As populist as he seemed, the only citizen represented by Downey was Downey. He was celebrity monstrously personified, a man who existed only when the camera was on, and who became what he was purely because it played. And that's why, when it stopped working, when the ratings began to plummet, guests devolved into strippers, skinheads and sideshow freaks, and Downey was reduced to faking his own attack by neo-nazi thugs in an airport washroom, he almost completely disappeared. Despite his pathetically dubious attempts to become the poster boy for anti-smoking after his fatal diagnosis, no one was really buying. First, because it seemed like just another act, and second, because once he was off the air Downey pretty much ceased to exist. All that remained was a smelly footnote to TV history.

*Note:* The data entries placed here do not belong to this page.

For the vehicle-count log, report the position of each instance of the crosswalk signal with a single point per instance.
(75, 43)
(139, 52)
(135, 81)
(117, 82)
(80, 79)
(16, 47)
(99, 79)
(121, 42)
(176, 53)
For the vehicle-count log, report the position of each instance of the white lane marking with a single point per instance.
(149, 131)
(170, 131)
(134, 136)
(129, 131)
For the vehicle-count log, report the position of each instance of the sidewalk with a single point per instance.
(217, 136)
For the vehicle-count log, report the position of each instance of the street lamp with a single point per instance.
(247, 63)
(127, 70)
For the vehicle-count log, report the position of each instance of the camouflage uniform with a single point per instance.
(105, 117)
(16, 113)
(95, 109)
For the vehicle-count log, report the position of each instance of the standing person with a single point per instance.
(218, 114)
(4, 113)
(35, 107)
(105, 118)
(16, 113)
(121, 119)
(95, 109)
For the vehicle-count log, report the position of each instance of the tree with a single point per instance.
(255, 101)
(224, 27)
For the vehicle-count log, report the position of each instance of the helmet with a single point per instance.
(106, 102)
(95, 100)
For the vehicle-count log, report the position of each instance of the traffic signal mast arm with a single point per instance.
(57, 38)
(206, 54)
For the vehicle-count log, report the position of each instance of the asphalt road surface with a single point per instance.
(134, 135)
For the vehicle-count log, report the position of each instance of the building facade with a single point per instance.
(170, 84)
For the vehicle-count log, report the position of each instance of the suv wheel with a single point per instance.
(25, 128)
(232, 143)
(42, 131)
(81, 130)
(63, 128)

While Évocateur: The Morton Downey Jr. Movie has more than its fair share of mondo moments – like Downey going full-on Hulk on Ron Paul, presiding over the public decking of an ascendent Al Sharpton, Jr., or literally chasing humiliated guests right out of the studio – it misses its best opportunity for resonance by trying to retrofit the man into the role of perverted visionary of the Fox News world to come. The most compelling thing about this now almost forgotten loudmouth sensation is exactly that: how his very brand of sensationalism had no historical traction, and precisely because it had no agenda apart from its own self-promotion. If Downey had really had something like a coherent political worldview, he might have lasted longer, and a legitimate claim might be made for his paternity to the world of American right-wing broadcasting today. But he wouldn't have been Morton Downey, Jr., who got famous for setting himself on fire and running around until the flames died out.
That's the real story here, but it's not the one Évocateur tells. If Downey was a monster, he wasn't made by politics. This was a creature created purely by TV.